Carr L D, Kutz J N, Reinhardt W P
Department of Physics, University of Washington, Seattle, Washington 98195-1560, USA.
Phys Rev E Stat Nonlin Soft Matter Phys. 2001 Jun;63(6 Pt 2):066604. doi: 10.1103/PhysRevE.63.066604. Epub 2001 May 18.
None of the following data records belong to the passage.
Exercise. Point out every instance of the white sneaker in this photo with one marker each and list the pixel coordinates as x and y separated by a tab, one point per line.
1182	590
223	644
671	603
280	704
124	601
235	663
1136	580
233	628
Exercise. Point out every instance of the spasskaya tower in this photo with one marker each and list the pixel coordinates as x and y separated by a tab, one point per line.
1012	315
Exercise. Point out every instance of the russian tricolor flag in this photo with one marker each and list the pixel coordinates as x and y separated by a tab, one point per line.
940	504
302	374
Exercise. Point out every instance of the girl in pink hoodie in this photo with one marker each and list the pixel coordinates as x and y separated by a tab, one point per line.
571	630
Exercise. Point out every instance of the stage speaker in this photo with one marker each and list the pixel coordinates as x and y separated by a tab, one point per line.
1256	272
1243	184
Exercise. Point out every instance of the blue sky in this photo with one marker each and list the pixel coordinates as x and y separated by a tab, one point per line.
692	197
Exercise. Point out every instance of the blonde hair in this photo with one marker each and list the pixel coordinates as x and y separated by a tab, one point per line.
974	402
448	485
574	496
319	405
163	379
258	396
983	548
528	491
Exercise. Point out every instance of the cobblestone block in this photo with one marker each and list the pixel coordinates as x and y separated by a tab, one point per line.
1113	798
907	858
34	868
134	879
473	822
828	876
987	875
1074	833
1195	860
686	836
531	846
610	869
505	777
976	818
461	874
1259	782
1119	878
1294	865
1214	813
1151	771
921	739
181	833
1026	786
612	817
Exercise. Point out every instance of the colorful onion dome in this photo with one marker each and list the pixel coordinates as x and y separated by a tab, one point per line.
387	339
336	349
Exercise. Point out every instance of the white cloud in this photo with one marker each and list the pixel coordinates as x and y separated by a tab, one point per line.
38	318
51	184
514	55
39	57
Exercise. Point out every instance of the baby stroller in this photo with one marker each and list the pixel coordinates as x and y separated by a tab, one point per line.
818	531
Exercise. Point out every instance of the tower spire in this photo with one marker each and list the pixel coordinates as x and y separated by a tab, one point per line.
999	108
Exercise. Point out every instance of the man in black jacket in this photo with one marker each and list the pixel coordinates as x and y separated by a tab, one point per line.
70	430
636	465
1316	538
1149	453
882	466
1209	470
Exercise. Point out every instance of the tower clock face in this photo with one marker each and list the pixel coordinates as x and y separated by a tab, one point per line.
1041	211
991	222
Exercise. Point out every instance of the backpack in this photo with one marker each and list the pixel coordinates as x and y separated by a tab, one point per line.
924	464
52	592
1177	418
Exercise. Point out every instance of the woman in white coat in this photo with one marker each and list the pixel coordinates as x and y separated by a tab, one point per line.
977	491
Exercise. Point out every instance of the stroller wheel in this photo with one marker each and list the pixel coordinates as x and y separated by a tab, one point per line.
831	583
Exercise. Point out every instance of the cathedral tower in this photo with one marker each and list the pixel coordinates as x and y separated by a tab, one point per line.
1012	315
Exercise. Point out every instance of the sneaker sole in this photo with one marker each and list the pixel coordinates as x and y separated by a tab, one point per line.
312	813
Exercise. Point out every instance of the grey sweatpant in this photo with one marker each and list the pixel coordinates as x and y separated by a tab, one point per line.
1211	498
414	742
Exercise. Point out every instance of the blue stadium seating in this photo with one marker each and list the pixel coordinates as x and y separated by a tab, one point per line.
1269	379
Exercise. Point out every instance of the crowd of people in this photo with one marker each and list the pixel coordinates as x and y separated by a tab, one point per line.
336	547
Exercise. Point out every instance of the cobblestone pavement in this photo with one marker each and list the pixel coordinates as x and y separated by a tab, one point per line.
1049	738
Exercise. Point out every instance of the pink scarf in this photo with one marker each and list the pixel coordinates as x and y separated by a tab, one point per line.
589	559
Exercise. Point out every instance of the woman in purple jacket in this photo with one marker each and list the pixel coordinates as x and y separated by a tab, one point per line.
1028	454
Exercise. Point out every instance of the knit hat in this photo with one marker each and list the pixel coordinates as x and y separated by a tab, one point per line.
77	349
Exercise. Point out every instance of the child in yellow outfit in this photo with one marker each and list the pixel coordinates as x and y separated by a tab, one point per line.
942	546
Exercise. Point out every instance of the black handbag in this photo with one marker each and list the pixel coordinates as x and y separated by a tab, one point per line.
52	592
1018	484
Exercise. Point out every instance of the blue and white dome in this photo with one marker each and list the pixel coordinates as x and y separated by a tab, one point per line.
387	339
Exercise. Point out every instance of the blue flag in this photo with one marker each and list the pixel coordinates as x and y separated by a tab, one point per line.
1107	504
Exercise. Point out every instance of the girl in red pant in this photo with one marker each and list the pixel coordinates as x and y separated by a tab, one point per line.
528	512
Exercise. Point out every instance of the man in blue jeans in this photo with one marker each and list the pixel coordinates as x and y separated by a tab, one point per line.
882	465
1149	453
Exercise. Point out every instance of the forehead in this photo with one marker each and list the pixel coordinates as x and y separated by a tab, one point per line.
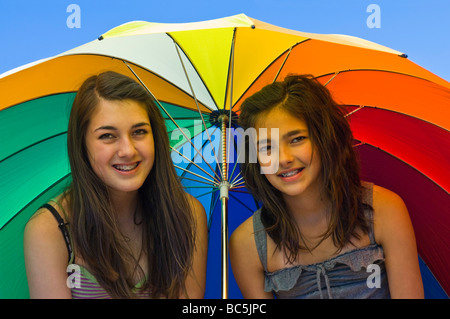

The cubic nonlinear Schrödinger equation is the quasi-one-dimensional limit of the mean-field theory which models dilute gas Bose-Einstein condensates. Stationary solutions of this equation can be characterized as soliton trains. It is demonstrated that for repulsive nonlinearity a soliton train is stable to initial stochastic perturbation, while for attractive nonlinearity its behavior depends on the spacing between individual solitons in the train. Toroidal and harmonic confinement, both of experimental interest for Bose-Einstein condensates, are considered.
立方非线性薛定谔方程是模拟稀薄气体玻色 - 爱因斯坦凝聚体的平均场理论的准一维极限。该方程的定态解可表征为孤子列。结果表明,对于排斥性非线性,孤子列对初始随机微扰是稳定的,而对于吸引性非线性,其行为取决于孤子列中各个孤子之间的间距。还考虑了环形约束和谐波约束,这两者在玻色 - 爱因斯坦凝聚体的实验中都具有重要意义。